Have you ever noticed that some team members are always the ones to speak up in a meeting? That the same folks always have all the ideas and share them? That some folks are always willing to volunteer or share an opinion? Not more than 3 seconds of awkward silence will pass before these same folks will speak up. It’s not a bad thing- until it is.
Conversations and live decision making move too fast for some to process, analyze, and decide how they feel, so they’ll defer to faster thinking and more outspoken peers and leaders. What’s wrong with that? Nothing if you only want ideas to come from one type of learner. But if you’re interested to hear what your more thoughtful, careful, and quiet folks think, you’ll need to make space for them to be heard. The only way to do that is to slow things down and create a safe space for sharing. That’s called “flattening the room”- making everyone in the room- and their ideas- of equal importance.
How do I do that?
Below are a few ideas. Ultimately, though, anything that slows things down, limits the amount of sharing your “quick” thinkers can do, and makes sharing ideas safe will steer you towards a more even playing field that allows all types of learners to participate.
Limit the number of ideas a single person can share, or limit the time a single person is allowed to talk. Asking everyone to come up with the same number of ideas or solutions or questions (2 not 20) limits your quick thinkers from oversharing and prompts your longer thought processors to come up with and share their ideas.
Write before you talk.
Consider posing a question or problem to the group and then give them time to write down ideas before sharing verbally. Then go around the room and ask each person to share 1 idea at a time. Limiting each person to the same number of ideas is best (equal sharing!). Not only does this help get quiet folks talking, it reduces group think and allows for more creative ideas to come out.
If everyone is aligned on the ground rules of a meeting, everyone is prepared to follow them. Actually enforcing the ground rules is just as important as setting them, so make sure at least one person in the meeting is able to hold the group accountable. Here are some examples of some common meeting ground rules:
Everyone must participate.
No one is allowed to judge any idea as good or bad.
Gather all ideas first before discussing or evaluating.

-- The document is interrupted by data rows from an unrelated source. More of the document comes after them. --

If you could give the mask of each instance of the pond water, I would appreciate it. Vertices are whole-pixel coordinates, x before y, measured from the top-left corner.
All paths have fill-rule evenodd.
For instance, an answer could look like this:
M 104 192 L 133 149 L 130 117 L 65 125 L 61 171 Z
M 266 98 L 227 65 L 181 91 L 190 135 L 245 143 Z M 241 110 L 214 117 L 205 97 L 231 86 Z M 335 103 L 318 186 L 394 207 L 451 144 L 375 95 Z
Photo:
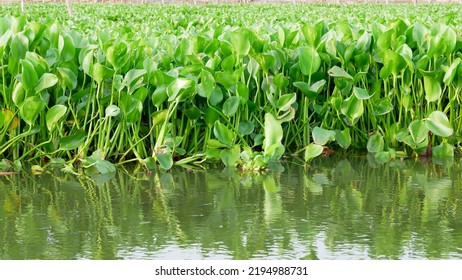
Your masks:
M 0 176 L 0 259 L 458 259 L 462 161 Z

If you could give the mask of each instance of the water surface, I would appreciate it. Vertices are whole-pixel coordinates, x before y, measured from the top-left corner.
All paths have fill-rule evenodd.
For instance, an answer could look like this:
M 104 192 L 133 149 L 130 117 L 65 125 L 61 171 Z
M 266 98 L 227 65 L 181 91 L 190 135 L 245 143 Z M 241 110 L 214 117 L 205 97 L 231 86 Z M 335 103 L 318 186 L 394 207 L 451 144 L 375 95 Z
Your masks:
M 461 162 L 0 176 L 0 259 L 458 259 Z

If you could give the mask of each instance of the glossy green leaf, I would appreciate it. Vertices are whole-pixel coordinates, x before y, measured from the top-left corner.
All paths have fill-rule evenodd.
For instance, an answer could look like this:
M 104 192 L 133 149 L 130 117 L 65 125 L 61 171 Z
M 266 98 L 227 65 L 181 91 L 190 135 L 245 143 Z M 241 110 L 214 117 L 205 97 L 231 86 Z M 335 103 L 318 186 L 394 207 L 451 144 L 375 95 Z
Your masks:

These are just a few examples of allowing space for quiet folks on your team to speak up. I guarantee that those quiet folks have good ideas. Great ideas. They just don’t create and commit to sharing them as quickly. If you flatten the room- making each person and their ideas just as important as everyone else’s- you’ll allow the space for ideas from all types of learners to develop and be heard. And that leads to better meetings with more effective outcomes.